On June 10th, 1963, the Equal Pay Act was enacted to require men and women to receive the same pay for the same work. Over 50 years later, gender equality still dominates workplace conversation. Since the 1960s, this “pay gap” has closed significantly, so it is best to recognize progress. For some industries, however, the pay isn’t even the issue. It’s the gender, or lack thereof. In a multi-million-dollar industry with many participants, it is difficult to ignore the underrepresentation of women in the expert witness industry. 

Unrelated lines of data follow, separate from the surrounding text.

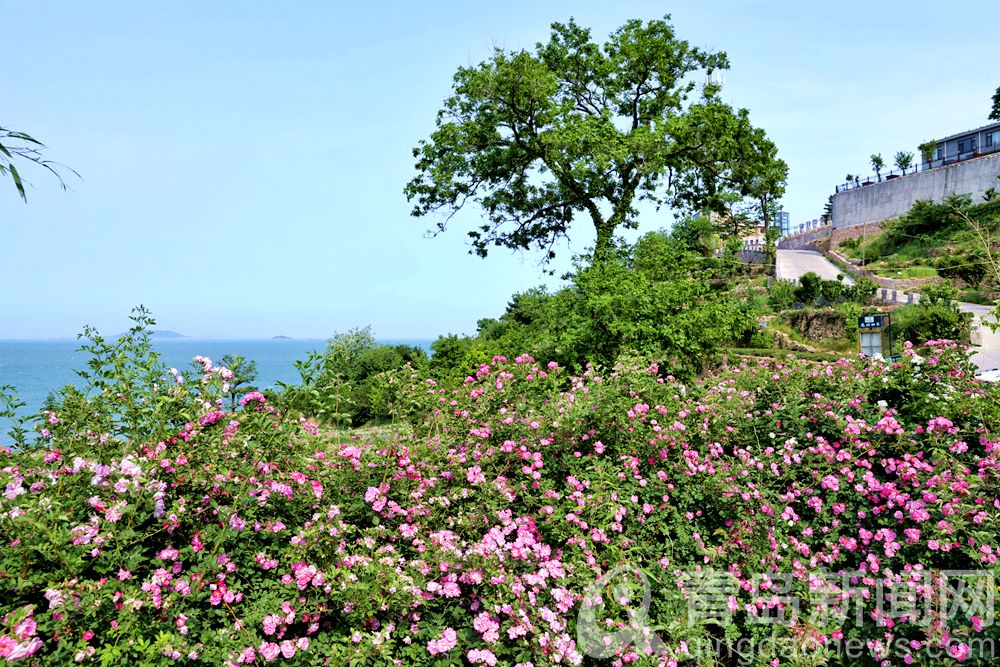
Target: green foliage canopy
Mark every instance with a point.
(20, 148)
(575, 127)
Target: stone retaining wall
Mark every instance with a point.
(893, 197)
(805, 240)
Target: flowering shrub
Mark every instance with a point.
(490, 531)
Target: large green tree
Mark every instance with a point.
(18, 147)
(574, 128)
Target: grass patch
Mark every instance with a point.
(920, 271)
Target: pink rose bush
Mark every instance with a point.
(780, 500)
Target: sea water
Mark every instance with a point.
(37, 368)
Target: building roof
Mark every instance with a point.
(991, 126)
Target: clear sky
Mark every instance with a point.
(243, 162)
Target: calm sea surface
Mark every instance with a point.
(37, 368)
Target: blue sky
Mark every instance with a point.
(243, 162)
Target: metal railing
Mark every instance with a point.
(858, 182)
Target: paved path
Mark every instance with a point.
(792, 264)
(986, 353)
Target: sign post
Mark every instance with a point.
(873, 335)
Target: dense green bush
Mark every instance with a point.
(529, 517)
(781, 294)
(935, 316)
(655, 297)
(342, 384)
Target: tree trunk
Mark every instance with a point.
(602, 248)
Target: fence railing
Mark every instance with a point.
(858, 182)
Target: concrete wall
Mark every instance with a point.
(890, 199)
(804, 240)
(843, 233)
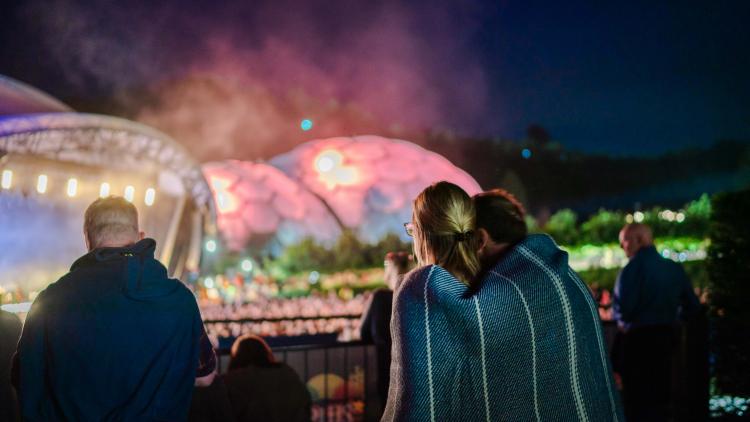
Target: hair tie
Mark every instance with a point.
(460, 237)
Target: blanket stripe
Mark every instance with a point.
(429, 345)
(573, 359)
(525, 346)
(533, 344)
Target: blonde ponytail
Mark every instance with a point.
(445, 230)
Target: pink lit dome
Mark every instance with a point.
(369, 181)
(257, 205)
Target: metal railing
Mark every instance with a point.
(339, 376)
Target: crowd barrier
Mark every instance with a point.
(341, 376)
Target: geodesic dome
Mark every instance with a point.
(369, 182)
(258, 205)
(18, 98)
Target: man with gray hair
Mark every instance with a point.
(115, 338)
(651, 293)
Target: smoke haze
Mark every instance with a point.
(235, 80)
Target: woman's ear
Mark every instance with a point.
(484, 239)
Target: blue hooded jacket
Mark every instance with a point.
(114, 339)
(527, 346)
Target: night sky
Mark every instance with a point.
(232, 79)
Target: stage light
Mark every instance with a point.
(104, 190)
(150, 195)
(327, 160)
(72, 187)
(7, 179)
(129, 193)
(246, 265)
(41, 183)
(332, 171)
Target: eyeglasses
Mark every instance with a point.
(409, 227)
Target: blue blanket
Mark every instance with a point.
(527, 346)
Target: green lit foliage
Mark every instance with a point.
(603, 227)
(562, 227)
(531, 224)
(729, 272)
(348, 253)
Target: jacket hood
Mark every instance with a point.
(143, 277)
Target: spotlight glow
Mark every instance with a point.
(72, 187)
(41, 183)
(332, 171)
(104, 190)
(246, 265)
(129, 193)
(150, 196)
(7, 179)
(327, 160)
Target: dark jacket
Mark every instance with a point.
(114, 339)
(376, 328)
(211, 403)
(10, 331)
(652, 290)
(527, 345)
(269, 394)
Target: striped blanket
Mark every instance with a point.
(527, 346)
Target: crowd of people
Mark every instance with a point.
(277, 317)
(488, 304)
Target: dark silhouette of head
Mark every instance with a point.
(251, 350)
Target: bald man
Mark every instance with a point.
(115, 338)
(651, 293)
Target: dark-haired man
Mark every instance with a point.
(554, 345)
(115, 338)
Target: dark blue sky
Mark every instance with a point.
(622, 78)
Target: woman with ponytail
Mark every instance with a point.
(433, 376)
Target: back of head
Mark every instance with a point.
(444, 230)
(111, 222)
(501, 215)
(250, 350)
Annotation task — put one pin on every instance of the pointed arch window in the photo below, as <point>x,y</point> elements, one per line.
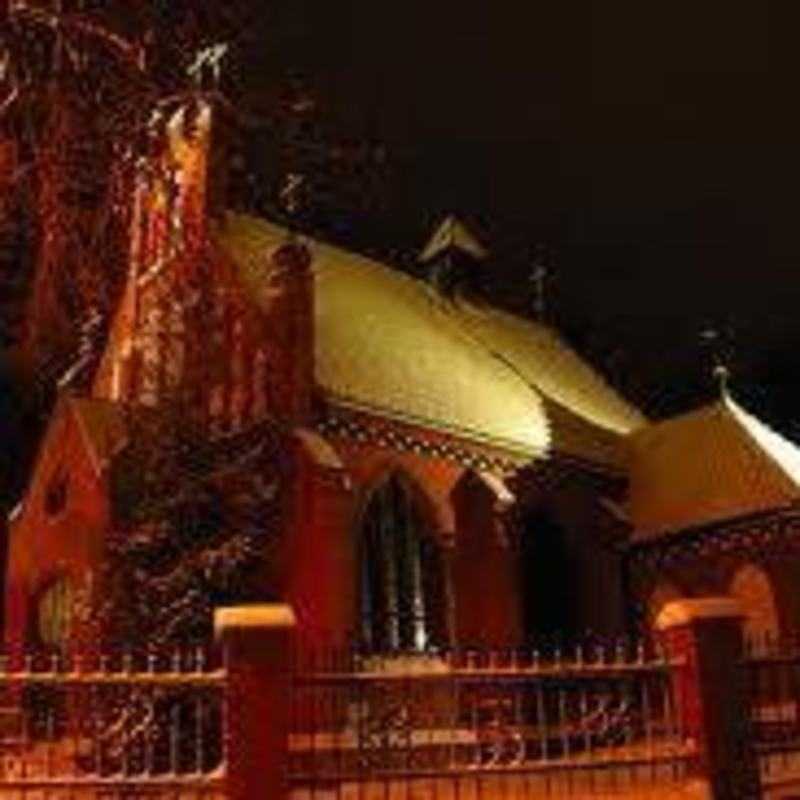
<point>403,600</point>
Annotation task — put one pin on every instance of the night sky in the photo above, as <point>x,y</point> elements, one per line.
<point>643,142</point>
<point>646,143</point>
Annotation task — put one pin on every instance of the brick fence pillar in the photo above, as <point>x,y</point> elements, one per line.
<point>256,642</point>
<point>705,635</point>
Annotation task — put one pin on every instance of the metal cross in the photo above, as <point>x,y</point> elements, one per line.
<point>538,278</point>
<point>712,338</point>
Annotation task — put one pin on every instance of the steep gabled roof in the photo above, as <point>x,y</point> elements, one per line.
<point>388,343</point>
<point>716,463</point>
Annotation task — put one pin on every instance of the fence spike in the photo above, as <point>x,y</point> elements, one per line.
<point>127,662</point>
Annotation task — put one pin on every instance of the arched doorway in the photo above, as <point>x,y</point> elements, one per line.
<point>546,578</point>
<point>751,586</point>
<point>664,592</point>
<point>402,579</point>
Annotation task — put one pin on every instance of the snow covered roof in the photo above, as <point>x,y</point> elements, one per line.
<point>718,462</point>
<point>388,343</point>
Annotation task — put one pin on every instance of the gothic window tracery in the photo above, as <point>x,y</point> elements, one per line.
<point>402,576</point>
<point>54,613</point>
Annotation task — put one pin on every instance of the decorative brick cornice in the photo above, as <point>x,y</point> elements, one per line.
<point>360,428</point>
<point>770,534</point>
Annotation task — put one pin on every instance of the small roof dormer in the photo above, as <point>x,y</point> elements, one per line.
<point>451,256</point>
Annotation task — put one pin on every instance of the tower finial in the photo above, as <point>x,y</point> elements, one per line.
<point>722,375</point>
<point>538,277</point>
<point>720,371</point>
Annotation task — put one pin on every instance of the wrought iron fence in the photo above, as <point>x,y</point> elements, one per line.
<point>598,718</point>
<point>128,725</point>
<point>772,686</point>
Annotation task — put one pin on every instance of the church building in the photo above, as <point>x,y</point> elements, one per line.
<point>404,463</point>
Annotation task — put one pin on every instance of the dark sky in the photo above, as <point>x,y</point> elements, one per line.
<point>642,140</point>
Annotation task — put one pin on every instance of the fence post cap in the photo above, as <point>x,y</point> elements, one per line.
<point>689,610</point>
<point>265,616</point>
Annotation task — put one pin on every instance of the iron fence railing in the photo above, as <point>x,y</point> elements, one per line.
<point>475,714</point>
<point>99,725</point>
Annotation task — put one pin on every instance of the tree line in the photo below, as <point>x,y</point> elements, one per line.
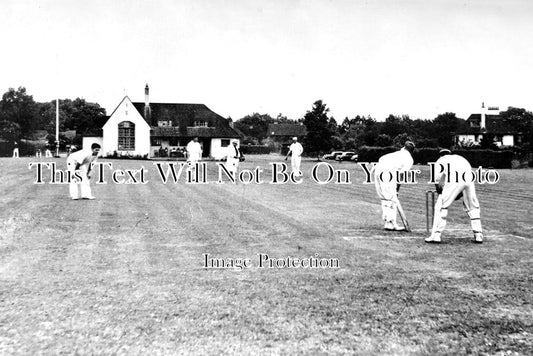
<point>22,117</point>
<point>325,134</point>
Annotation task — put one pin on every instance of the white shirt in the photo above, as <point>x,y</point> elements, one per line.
<point>296,149</point>
<point>396,161</point>
<point>457,166</point>
<point>194,150</point>
<point>232,152</point>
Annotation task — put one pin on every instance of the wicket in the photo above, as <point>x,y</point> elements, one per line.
<point>430,211</point>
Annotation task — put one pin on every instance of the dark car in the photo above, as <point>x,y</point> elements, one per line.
<point>346,156</point>
<point>332,155</point>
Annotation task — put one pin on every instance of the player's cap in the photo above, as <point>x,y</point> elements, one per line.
<point>409,145</point>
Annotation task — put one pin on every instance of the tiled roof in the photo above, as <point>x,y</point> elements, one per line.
<point>185,118</point>
<point>286,130</point>
<point>494,124</point>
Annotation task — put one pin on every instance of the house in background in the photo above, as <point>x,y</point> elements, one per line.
<point>488,123</point>
<point>160,129</point>
<point>280,135</point>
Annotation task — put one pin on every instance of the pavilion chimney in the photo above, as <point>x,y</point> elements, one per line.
<point>147,111</point>
<point>482,124</point>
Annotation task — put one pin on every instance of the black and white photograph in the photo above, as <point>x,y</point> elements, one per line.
<point>274,177</point>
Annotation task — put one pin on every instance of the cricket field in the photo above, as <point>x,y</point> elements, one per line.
<point>260,268</point>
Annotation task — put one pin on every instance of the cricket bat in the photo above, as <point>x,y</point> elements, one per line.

The Financial Times stated, “Last year in the Who’s Who Legal expert witness directory, just 16 percent of the experts listed were female.” The same article also mentioned a 2020 study by PwC and Queen Mary University. Out of 180 arbitral proceedings awards managed by the International Chamber of Commerce in Paris and New York between 2014-2018, only 11% were given to female expert witnesses. This blog aims to explain why the gap exists, provides tips for those in the legal industry to encourage women to participate in expert witness work, and includes accounts from Liability Insurance Expert and Experts.com Member, Jane M. Downey, ARM, M.Ed.

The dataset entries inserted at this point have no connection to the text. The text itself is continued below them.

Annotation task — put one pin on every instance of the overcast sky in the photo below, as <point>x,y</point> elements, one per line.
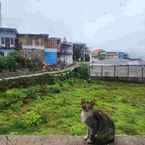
<point>110,24</point>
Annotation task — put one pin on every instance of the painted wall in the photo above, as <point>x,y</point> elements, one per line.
<point>50,56</point>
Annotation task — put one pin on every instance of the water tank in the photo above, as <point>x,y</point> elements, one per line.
<point>50,56</point>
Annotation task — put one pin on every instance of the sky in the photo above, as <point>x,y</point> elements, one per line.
<point>114,25</point>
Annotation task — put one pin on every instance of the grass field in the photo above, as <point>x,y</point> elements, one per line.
<point>55,108</point>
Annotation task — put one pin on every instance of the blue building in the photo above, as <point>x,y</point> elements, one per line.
<point>50,56</point>
<point>8,42</point>
<point>123,55</point>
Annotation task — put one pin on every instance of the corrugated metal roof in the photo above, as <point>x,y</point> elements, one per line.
<point>34,35</point>
<point>118,62</point>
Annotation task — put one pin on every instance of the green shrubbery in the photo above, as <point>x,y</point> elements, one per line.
<point>9,62</point>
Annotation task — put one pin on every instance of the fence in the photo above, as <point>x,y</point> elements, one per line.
<point>120,72</point>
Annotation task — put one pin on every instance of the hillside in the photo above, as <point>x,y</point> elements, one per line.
<point>55,108</point>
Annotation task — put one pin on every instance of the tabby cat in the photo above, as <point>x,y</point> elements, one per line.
<point>101,129</point>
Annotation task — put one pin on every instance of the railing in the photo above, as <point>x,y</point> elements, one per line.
<point>124,72</point>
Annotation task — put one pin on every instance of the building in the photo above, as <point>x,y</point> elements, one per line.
<point>97,54</point>
<point>32,46</point>
<point>116,55</point>
<point>66,53</point>
<point>8,40</point>
<point>54,42</point>
<point>80,52</point>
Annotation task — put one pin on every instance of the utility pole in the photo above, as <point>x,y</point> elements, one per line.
<point>0,14</point>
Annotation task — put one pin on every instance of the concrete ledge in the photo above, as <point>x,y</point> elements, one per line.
<point>64,140</point>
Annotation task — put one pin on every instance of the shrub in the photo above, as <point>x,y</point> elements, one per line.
<point>54,90</point>
<point>32,118</point>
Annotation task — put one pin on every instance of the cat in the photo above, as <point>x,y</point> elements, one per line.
<point>101,128</point>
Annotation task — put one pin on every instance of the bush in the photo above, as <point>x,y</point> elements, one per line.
<point>54,90</point>
<point>32,118</point>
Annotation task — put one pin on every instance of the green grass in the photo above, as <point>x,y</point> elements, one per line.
<point>55,109</point>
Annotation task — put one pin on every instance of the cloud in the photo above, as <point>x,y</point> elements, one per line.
<point>91,27</point>
<point>134,7</point>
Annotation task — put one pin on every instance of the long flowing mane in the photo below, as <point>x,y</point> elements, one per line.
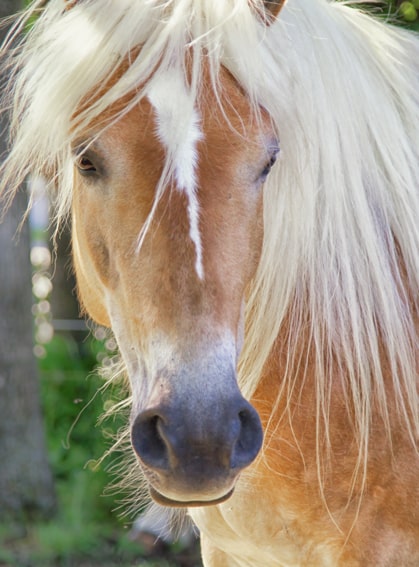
<point>340,258</point>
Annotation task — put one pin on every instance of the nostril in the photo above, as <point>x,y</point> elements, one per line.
<point>148,441</point>
<point>249,440</point>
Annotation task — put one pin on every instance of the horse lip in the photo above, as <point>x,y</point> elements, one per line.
<point>164,501</point>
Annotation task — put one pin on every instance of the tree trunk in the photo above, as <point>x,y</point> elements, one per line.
<point>26,486</point>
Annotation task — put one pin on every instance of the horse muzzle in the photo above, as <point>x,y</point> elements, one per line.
<point>192,452</point>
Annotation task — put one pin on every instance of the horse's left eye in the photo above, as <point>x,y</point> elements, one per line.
<point>266,170</point>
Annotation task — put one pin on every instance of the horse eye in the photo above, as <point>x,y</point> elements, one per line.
<point>85,165</point>
<point>266,170</point>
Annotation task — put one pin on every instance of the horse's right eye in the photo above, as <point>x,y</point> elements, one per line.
<point>85,165</point>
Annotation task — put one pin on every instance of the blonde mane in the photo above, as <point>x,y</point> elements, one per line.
<point>342,207</point>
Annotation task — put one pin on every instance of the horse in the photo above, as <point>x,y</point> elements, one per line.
<point>242,181</point>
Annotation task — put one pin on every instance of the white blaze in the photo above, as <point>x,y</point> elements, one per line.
<point>178,129</point>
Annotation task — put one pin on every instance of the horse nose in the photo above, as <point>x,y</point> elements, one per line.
<point>170,439</point>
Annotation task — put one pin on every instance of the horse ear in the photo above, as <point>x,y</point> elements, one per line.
<point>270,9</point>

Three central reasons contribute to the scarcity of female expert witnesses. The first reason is simply that it is a male-dominated industry. For instance, according to Bloomberg ABA/BNA Lawyer’s Manual on Professional Conduct, “an astonishing 80 percent of expert witnesses chosen by attorneys are male.” Considering the field has been male-centric for an extended period, attorneys are more inclined to work and cooperate with male expert witnesses. The second reason stems from the first, which is a lack of availability. The same article states “there are far more male experts to choose from in almost all specialties – with the prominent exception of nursing.”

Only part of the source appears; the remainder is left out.